Here we first look at the following formula:
I believe we see this formula is no stranger to high school math we come into contact with the statistics, we often use the above formula to calculate the predicted value, the above method is called simple linear regression least square method.
To do this, go back and review a special high school math. The least square method is in fact, find a straight line, making our training data set to this line and minimum distance. Reference specific formula is derived: Least Squares
With the above formula, we can be encapsulated by the formula, API form a binary linear regression algorithm
import numpy as np
class SimpleLinearRegression1:
def __init__(self):
self.a_ = None
self.b_ = None
def fit(self, x_train, y_train):
assert x_train.ndim == 1,\
"Simple LinearRegressor can only solve single feature training data"
assert len(x_train) == len(y_train), \
"the size of x_train must be equal to the size of y_train"
x_mean = np.mean(x_train)
y_mean = np.mean(y_train)
num = (x_train - x_mean).dot(y_train - y_mean)
d = (x_train - x_mean).dot(x_train - x_mean)
self.a_ = num / d
self.b_ = y_mean - self.a_ * x_mean
return self
def predict(self, x_predict):
assert x_predict.ndim == 1, \
"Simple Linear regressor can only solve single feature training data"
assert self.a_ is not None and self.b_ is not None, \
"must fit before predict!"
return np.array([self._predict(x) for x in x_predict])

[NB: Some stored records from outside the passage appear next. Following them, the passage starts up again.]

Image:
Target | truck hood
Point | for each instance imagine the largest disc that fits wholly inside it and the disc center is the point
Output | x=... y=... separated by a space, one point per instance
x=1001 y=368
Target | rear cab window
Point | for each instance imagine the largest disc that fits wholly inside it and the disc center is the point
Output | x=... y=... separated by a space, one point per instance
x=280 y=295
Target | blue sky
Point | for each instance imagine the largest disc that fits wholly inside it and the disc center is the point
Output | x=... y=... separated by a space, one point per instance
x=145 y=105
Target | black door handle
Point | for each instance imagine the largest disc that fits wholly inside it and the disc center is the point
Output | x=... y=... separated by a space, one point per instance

def _predict(self, x_single):
return self.a_ * x_single + self.b
def __repr__(self):
return"SimpleLinearRegression1()"_
Good package our own linear regression algorithm, we can have a linear characteristic data to predict the binary. When the test data, we often use several indicators to evaluate the predictive effects of our predictions:
MAE (mean absolute error)
is easy to see, the absolute value of the average value even if the sum MAE is the actual value of the prediction that the test data value difference. We can calculate the predicted results and the actual results of the size of the deviation.
MSE (mean square error)
Mean square error of the mean square of the absolute value of the actual fact, is the predicted value of the difference value and the test data summation.

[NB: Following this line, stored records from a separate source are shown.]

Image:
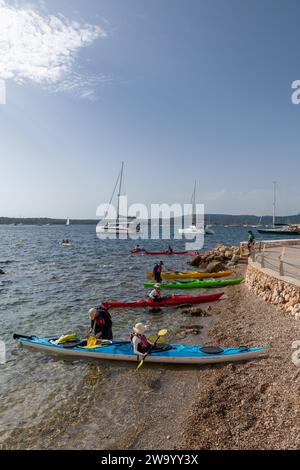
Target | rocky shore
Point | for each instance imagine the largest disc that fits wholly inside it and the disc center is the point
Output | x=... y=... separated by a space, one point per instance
x=218 y=259
x=250 y=405
x=253 y=405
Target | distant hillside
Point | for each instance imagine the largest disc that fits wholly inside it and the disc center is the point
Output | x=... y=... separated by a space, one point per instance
x=215 y=219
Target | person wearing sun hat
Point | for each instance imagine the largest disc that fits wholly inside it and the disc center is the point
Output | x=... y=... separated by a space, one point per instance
x=101 y=323
x=157 y=270
x=155 y=294
x=139 y=341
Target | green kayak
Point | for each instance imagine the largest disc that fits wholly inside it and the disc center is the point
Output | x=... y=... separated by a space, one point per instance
x=196 y=283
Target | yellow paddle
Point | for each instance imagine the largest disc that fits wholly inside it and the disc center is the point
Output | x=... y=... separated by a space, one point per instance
x=159 y=335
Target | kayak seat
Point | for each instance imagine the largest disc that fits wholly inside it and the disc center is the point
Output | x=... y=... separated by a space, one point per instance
x=211 y=350
x=161 y=348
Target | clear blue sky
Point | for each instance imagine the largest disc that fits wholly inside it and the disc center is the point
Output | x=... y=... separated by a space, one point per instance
x=197 y=89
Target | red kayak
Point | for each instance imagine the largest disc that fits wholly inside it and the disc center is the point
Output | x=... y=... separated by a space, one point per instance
x=167 y=252
x=137 y=250
x=174 y=300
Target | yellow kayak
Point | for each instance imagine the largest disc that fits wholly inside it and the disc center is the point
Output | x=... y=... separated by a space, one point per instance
x=191 y=274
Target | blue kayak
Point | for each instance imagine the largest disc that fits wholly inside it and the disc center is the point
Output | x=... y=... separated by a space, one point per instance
x=122 y=351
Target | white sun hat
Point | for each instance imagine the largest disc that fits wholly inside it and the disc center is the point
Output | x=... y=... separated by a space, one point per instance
x=92 y=313
x=140 y=328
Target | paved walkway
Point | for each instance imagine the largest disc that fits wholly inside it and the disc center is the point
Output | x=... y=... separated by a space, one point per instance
x=283 y=260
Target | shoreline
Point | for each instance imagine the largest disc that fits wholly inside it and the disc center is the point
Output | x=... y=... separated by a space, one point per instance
x=242 y=405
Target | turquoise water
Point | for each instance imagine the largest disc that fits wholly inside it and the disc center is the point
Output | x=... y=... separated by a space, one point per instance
x=47 y=290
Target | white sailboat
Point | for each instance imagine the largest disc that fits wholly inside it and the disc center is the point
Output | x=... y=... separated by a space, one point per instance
x=278 y=229
x=122 y=225
x=193 y=229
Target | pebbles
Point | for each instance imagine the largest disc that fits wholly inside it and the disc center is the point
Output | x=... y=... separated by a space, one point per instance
x=282 y=294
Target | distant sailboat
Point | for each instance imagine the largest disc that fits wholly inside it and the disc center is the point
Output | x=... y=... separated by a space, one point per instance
x=193 y=229
x=122 y=225
x=279 y=229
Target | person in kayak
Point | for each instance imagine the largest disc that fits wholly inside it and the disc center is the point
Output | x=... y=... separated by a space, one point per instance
x=250 y=240
x=139 y=341
x=101 y=323
x=155 y=294
x=157 y=270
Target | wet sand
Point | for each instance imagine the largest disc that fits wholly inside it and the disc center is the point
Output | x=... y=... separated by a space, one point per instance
x=248 y=405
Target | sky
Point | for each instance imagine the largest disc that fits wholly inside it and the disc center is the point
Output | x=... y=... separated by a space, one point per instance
x=178 y=90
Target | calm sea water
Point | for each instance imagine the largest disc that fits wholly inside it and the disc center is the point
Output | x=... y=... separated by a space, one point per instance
x=47 y=290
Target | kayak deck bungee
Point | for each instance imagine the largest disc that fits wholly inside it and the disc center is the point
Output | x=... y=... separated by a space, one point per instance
x=190 y=274
x=196 y=284
x=173 y=300
x=123 y=351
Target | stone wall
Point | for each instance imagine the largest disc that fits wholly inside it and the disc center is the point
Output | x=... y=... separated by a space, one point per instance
x=283 y=294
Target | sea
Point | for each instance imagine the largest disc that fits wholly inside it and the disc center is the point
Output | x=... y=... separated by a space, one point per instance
x=47 y=290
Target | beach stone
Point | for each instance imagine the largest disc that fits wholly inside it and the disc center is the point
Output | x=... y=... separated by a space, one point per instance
x=195 y=312
x=214 y=267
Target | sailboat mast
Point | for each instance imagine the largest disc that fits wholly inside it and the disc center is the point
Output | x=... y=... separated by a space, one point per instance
x=274 y=202
x=119 y=194
x=194 y=205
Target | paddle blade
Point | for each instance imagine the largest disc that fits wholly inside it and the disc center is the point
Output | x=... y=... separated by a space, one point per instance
x=140 y=364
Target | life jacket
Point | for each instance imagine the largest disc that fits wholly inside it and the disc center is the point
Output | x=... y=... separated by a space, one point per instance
x=144 y=344
x=157 y=269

R ^ 2 (coefficient of determination) (best results)
through the following estimate the estimated, R ^ 2 may be expressed as (1-MAE / Var (variance))
where I see a teaching video, Boston employed as prediction data rates ( we can also visit the following Web site, I see instructional videos, talking about feeling good)
Machine Learning Python application
Code Display
import matplotlib.pyplot as plt
from sklearn import *
from Simple_LR_class import SimpleLinearRegression1
boston = datasets.load_boston()
x = boston.data[:, 5]
y = boston.target
x = x[y < 50.0]
y = y[y < 50.0]
x_train, x_test, y_train, y_test = model_selection.train_test_split(x, y)
lr_clf = SimpleLinearRegression1()
lr_clf.fit(x_train, y_train)
y_predict = lr_clf.predict(x_test)
plt.scatter(x_train, y_train)
plt.plot(x_train, lr_clf.predict(x_train), color='r')
plt.plot(x_test, lr_clf.predict(x_test), color='g')
MAE = metrics.mean_absolute_error(y_test, y_predict)
MSE = metrics.mean_squared_error(y_test, y_predict)
R_square = metrics.r2_score(y_test, y_predict)
print(MSE)
print(MAE)
print(R_square)
plt.show()
We can see the effect of fitting a straight line and the predicted results:
Readers want to be helpful, like it can look at my public, then I will study notes made in the above, we will be able to learn together!